As Charon writes, “Health professionals have to learn to hear the body and the self telling of illness, in whatever forms, dictions, and discourses they find themselves giving utterance to their reality…we must be prepared to comprehend all that is contained in the patient’s words, silences, metaphors…and allusions.” Physicians, Charon argues, must be “aware that the body and the self keep secrets from one another, can misread one another, and can be incomprehensible to one another without a skilled and deft translator.”

Reading these words seemed to provide a source for the blank quiet all around me. Disease, and the ravaging treatment meant to address it, had caused a fundamental disjunction between my body and my self. Secrets, misreadings, and incomprehension flooded the void. But the framework of narrative medicine also showed me how to repurpose that feeling of alienation.

In her memoir, Sick, exploring her history with Lyme disease, Porochista Khakpour writes that, “To find a home in my body is to tell a story that doesn’t exist.” Part of me shares that conviction. One of the criticisms of narrative medicine is that most doctors simply are not capable of providing the level of emotional range and nuance that it espouses. At my most cynical, I believe that too. And yet, this discipline allowed me to think of disease not just as a catastrophe, but also as the formative trials that would permit me to act as a “skilled and deft translator” for other people.

My students are young.
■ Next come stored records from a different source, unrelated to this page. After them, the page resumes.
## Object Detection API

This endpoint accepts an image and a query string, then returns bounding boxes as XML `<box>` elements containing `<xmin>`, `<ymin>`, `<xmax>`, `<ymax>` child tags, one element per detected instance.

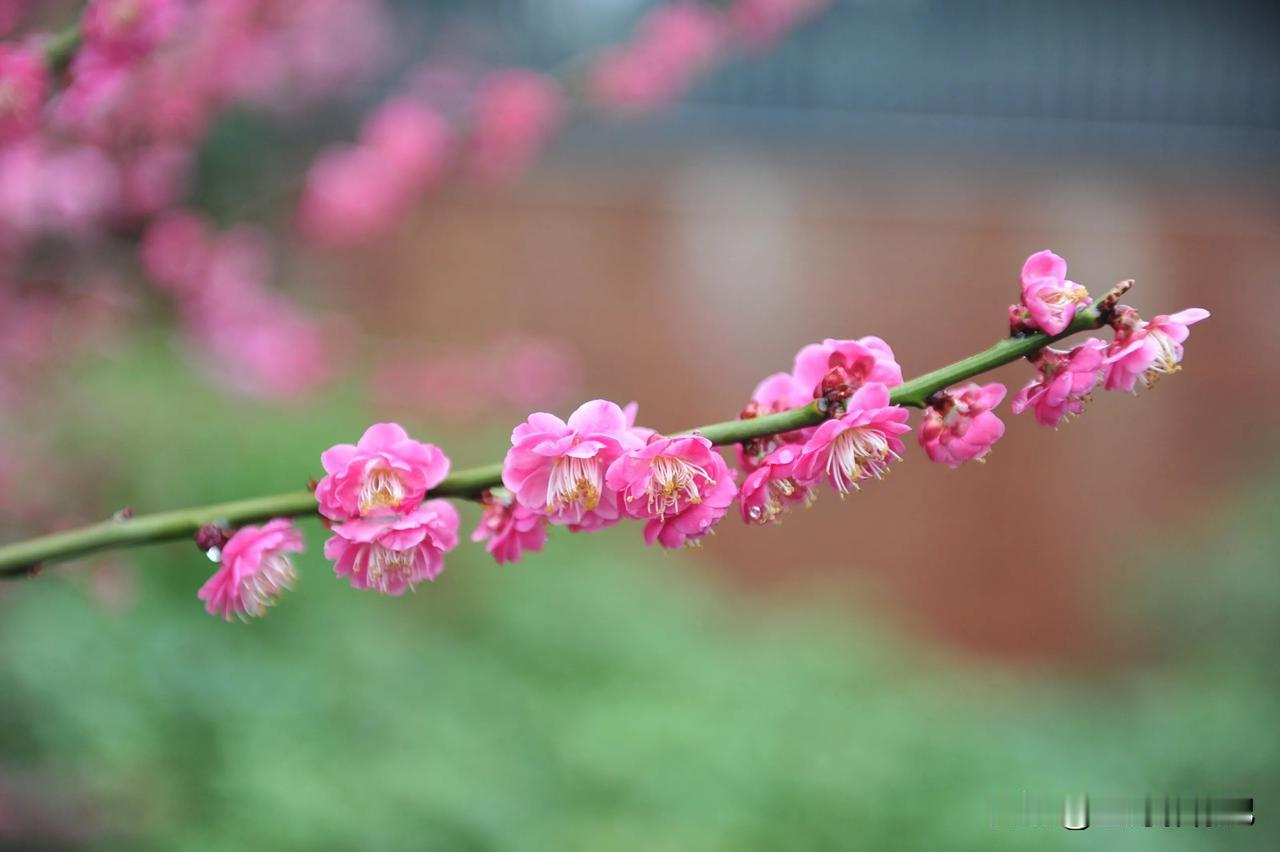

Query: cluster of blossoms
<box><xmin>0</xmin><ymin>0</ymin><xmax>823</xmax><ymax>537</ymax></box>
<box><xmin>192</xmin><ymin>252</ymin><xmax>1208</xmax><ymax>618</ymax></box>
<box><xmin>0</xmin><ymin>0</ymin><xmax>823</xmax><ymax>422</ymax></box>
<box><xmin>0</xmin><ymin>0</ymin><xmax>390</xmax><ymax>411</ymax></box>
<box><xmin>997</xmin><ymin>251</ymin><xmax>1208</xmax><ymax>424</ymax></box>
They are loaded up on urgency, and often lack the means to express what concerns them. They feel the pressures of each possible future pushing on their chests. And they know what it’s like to be uneasy in your own skin. In essays about maligned desire, blunt encounters with violence, and yes, illness and its aftermath, they consistently impress me with their courage. They self-interrogate, they challenge themselves and they grow. With careful, patient coaxing, they find the euphoria I once felt in naming a problem. They hunt relentlessly for words to pin down a greater understanding of their situation. And they tell me what it means for them to have the space to do so.
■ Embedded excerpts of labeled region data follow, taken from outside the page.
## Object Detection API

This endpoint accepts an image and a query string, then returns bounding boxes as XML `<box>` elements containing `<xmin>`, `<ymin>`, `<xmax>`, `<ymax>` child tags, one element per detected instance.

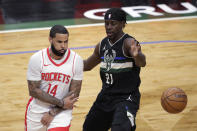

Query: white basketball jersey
<box><xmin>27</xmin><ymin>48</ymin><xmax>83</xmax><ymax>113</ymax></box>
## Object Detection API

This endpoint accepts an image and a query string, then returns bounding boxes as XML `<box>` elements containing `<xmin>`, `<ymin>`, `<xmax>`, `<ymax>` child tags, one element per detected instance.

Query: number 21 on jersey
<box><xmin>105</xmin><ymin>73</ymin><xmax>113</xmax><ymax>84</ymax></box>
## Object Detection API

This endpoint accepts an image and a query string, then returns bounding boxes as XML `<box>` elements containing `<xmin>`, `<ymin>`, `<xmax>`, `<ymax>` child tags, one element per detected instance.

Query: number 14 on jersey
<box><xmin>105</xmin><ymin>73</ymin><xmax>114</xmax><ymax>85</ymax></box>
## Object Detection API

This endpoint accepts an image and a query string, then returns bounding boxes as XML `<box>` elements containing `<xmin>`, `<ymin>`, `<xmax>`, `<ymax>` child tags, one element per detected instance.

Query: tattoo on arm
<box><xmin>28</xmin><ymin>80</ymin><xmax>64</xmax><ymax>107</ymax></box>
<box><xmin>70</xmin><ymin>80</ymin><xmax>82</xmax><ymax>97</ymax></box>
<box><xmin>49</xmin><ymin>106</ymin><xmax>63</xmax><ymax>116</ymax></box>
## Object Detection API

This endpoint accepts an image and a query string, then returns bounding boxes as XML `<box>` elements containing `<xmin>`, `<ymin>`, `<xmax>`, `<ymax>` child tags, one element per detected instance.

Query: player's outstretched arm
<box><xmin>27</xmin><ymin>80</ymin><xmax>64</xmax><ymax>108</ymax></box>
<box><xmin>83</xmin><ymin>44</ymin><xmax>101</xmax><ymax>71</ymax></box>
<box><xmin>124</xmin><ymin>38</ymin><xmax>146</xmax><ymax>67</ymax></box>
<box><xmin>41</xmin><ymin>80</ymin><xmax>82</xmax><ymax>126</ymax></box>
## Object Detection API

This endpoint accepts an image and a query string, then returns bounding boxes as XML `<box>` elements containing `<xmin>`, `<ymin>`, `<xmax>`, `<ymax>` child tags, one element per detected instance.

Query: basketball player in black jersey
<box><xmin>83</xmin><ymin>8</ymin><xmax>146</xmax><ymax>131</ymax></box>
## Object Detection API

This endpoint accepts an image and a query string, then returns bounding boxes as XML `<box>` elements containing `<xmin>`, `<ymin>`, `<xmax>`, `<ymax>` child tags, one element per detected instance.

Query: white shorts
<box><xmin>25</xmin><ymin>98</ymin><xmax>72</xmax><ymax>131</ymax></box>
<box><xmin>25</xmin><ymin>111</ymin><xmax>72</xmax><ymax>131</ymax></box>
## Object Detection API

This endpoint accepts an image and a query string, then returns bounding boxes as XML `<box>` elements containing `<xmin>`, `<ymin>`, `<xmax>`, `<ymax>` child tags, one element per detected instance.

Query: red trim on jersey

I’d like to say that I am a fantastic teacher, but my interventions are minimal. I try to adopt some of the elements that Dr. Charon outlines in her breakdown of narrative medicine. I meet with these students and ask them what they’re looking for. What wound are they addressing? And I listen to them. I try to hear what moves them most. I sit with them as they confront silence. In fact, what I’ve learned is how little prompting we often need to investigate the deep tremors of our unsettled physical selves. But we do absolutely need the prompt, and it must arrive as an invitation.

The classroom allowed me to use my story as one incomplete piece of the common human impulse to find a better home in our bodies. Working with my students allowed me to distance myself from my own case, and focus instead on what Charon calls on us to do: “revel in the inexhaustibility of our combinations and the universality of our relations, our affiliations, our common burdens and gifts.” If illness represents isolation from the body, then why not use that distance to recognize how everyone, at some point, feels unseen and unspoken for in their pain? This is our shared story. It is one worth honoring.